During the total solar eclipses on 11 August 1999 in Kecel (Hungary) and on 29 March 2006 in Side (Turkey), two Hungarian groups performed full-sky imaging polarimetric measurements of the eclipsed sky. They observed the spatiotemporal change of the celestial polarization pattern and detected three polarization neutral points as well as two points with maximal polarization of the sky. Parallel to these studies, the polarization pattern in front of the lunar disc, the solar corona, and the surrounding sky have also been measured. During the total solar eclipse on 21 August 2017 in the USA (Rexburg-Idaho, Madras-Oregon), three American/international groups have measured the polarization characteristics of the full sky and the solar corona. The first group observed the spatiotemporal variation of the celestial polarization pattern, and the second group detected three polarization neutral points of the sky and observed two neutral points of the solar corona. The latter were named as Minnaert and van de Hulst neutral points. The third group observed two neutral points of the lunar disc.
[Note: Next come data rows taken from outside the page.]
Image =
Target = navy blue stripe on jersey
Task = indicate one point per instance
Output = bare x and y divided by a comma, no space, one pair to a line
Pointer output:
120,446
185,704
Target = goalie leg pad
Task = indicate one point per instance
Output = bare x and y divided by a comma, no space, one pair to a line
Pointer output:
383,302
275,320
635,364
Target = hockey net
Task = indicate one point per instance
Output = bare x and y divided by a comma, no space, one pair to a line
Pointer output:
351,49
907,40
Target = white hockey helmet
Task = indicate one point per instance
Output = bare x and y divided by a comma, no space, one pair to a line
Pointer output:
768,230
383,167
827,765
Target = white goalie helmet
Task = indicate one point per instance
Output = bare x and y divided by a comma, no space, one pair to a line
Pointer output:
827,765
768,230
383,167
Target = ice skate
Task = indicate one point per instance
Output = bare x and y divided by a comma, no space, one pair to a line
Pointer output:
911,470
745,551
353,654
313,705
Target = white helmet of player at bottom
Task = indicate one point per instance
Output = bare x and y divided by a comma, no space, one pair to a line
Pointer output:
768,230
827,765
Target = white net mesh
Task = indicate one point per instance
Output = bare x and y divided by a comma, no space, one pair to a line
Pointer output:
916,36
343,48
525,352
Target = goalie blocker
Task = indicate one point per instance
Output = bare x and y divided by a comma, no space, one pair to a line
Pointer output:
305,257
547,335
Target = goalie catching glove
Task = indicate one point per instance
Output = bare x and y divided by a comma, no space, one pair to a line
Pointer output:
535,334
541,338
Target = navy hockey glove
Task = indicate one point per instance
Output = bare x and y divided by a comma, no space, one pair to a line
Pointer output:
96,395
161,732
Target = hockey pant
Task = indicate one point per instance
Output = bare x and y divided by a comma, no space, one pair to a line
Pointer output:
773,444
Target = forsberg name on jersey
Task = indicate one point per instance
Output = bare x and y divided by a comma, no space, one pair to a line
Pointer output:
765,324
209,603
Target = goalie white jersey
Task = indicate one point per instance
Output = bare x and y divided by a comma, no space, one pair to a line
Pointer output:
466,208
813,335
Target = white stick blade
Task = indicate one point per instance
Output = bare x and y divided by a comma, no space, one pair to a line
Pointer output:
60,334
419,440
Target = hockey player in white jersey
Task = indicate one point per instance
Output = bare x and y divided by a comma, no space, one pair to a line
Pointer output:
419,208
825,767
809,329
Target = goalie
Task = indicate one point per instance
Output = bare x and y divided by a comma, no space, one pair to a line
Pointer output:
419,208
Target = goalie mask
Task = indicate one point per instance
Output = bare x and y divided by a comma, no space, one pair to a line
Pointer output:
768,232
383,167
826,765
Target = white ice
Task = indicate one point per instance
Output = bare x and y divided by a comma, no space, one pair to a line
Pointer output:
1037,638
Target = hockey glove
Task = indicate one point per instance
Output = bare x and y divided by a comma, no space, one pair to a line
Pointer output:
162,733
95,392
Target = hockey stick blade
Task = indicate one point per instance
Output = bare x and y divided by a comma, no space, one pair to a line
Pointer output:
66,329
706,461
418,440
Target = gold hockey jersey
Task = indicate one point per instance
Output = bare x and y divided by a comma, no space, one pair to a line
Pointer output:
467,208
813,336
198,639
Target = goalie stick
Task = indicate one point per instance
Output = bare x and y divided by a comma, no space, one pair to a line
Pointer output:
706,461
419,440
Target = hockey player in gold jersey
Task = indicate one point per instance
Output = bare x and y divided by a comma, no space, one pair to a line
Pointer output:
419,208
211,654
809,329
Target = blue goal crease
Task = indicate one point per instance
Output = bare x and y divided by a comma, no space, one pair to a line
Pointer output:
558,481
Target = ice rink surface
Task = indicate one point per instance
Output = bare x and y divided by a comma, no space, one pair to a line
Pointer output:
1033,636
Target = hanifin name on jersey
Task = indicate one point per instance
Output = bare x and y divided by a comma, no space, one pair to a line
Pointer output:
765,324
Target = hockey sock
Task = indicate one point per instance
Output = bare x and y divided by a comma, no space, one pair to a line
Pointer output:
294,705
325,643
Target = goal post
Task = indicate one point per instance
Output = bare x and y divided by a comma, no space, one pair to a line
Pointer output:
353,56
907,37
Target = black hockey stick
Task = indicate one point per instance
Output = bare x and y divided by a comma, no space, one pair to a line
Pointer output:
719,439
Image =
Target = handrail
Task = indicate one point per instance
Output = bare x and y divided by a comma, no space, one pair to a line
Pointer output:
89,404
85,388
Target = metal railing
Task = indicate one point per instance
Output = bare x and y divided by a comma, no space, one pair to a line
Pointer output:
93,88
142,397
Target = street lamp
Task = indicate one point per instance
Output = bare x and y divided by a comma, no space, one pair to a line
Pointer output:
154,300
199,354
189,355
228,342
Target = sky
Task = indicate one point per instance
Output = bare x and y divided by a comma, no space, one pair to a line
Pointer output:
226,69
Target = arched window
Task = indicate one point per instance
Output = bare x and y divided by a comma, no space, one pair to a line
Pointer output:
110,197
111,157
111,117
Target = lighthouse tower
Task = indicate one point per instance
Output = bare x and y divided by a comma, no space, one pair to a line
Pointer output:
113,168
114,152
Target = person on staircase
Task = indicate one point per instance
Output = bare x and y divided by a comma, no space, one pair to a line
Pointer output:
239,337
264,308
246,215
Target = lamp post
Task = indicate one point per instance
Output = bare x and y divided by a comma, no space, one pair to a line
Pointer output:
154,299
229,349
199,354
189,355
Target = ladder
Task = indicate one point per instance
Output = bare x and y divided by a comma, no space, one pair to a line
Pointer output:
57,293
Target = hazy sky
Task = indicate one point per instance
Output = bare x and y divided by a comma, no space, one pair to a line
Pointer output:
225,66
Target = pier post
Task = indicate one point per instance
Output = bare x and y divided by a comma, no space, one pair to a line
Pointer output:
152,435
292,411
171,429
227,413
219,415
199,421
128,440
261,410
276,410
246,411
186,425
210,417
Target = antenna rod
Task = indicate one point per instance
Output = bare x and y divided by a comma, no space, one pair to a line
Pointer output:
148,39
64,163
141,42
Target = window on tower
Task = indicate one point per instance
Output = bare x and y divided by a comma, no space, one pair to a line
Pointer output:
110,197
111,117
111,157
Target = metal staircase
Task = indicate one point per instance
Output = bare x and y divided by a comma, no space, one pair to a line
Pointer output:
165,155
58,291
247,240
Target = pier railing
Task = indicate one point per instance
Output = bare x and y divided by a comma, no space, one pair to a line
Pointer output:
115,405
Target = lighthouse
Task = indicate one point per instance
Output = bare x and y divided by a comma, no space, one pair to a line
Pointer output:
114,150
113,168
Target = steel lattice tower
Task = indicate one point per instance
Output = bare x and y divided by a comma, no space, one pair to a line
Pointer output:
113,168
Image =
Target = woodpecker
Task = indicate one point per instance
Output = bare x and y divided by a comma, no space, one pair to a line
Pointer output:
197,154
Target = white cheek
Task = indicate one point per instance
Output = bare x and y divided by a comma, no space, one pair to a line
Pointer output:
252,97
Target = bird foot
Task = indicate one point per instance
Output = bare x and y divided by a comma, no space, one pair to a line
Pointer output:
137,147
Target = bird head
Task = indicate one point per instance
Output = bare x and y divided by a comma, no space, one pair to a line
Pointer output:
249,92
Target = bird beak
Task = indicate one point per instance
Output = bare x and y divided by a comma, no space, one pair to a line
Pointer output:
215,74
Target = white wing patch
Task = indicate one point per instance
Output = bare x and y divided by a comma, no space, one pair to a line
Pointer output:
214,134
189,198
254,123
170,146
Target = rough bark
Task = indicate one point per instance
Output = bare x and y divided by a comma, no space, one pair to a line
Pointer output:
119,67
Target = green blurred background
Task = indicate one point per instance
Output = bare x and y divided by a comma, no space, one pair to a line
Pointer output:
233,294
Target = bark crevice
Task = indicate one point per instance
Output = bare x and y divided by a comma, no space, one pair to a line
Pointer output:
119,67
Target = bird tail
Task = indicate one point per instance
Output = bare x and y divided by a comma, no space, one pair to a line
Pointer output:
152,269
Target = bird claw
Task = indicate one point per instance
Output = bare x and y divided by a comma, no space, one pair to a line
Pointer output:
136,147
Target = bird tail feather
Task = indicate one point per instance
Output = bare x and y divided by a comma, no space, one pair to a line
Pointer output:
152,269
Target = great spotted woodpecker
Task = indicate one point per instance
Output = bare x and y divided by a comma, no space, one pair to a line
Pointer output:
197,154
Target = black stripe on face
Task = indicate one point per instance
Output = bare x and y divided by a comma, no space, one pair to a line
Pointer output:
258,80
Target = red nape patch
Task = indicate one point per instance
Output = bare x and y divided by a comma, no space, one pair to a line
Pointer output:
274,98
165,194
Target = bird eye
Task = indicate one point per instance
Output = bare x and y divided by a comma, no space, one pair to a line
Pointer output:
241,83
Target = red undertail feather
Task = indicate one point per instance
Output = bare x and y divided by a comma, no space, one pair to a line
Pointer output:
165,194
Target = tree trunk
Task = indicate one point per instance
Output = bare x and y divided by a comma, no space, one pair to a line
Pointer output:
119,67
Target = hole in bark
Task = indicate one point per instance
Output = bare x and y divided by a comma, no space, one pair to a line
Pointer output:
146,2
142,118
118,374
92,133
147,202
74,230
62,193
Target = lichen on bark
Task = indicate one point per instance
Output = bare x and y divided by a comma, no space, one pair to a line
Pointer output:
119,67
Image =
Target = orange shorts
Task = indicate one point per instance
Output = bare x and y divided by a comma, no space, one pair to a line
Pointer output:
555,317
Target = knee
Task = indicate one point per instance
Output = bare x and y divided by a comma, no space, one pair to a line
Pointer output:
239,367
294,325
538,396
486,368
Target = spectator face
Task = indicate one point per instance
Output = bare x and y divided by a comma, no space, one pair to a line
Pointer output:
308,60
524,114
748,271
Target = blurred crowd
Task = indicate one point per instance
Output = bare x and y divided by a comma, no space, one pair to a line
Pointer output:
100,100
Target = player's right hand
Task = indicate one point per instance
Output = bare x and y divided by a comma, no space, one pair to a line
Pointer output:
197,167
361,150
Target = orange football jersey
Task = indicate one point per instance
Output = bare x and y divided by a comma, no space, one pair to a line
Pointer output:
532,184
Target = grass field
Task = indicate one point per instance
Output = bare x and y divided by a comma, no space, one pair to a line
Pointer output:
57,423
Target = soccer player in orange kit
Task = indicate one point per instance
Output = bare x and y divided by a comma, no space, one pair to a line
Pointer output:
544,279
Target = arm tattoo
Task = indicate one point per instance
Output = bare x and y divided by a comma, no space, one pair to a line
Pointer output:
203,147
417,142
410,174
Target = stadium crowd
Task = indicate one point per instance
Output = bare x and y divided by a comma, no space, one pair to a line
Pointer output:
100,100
We have reanalyzed the earlier polarization patterns of the lunar disc, solar corona, and the surrounding sky measured during the Hungarian total eclipse on 11 August 1999. In these reanalyzed polarization patterns, all four neutral points observed during the eclipse on 21 August 2017 in the USA occur: the Minnaert/van de Hulst neutral point pair above/below the eclipsed Sun, where coronal polarization is canceled by sky polarization, and the northern and southern (unnamed) neutral points of the lunar disc, where the directions of polarization of coronal light and foreground skylight are perpendicular to each other with the same polarized intensity. We name the latter two polarization neutral points after Coulson and Vorobiev.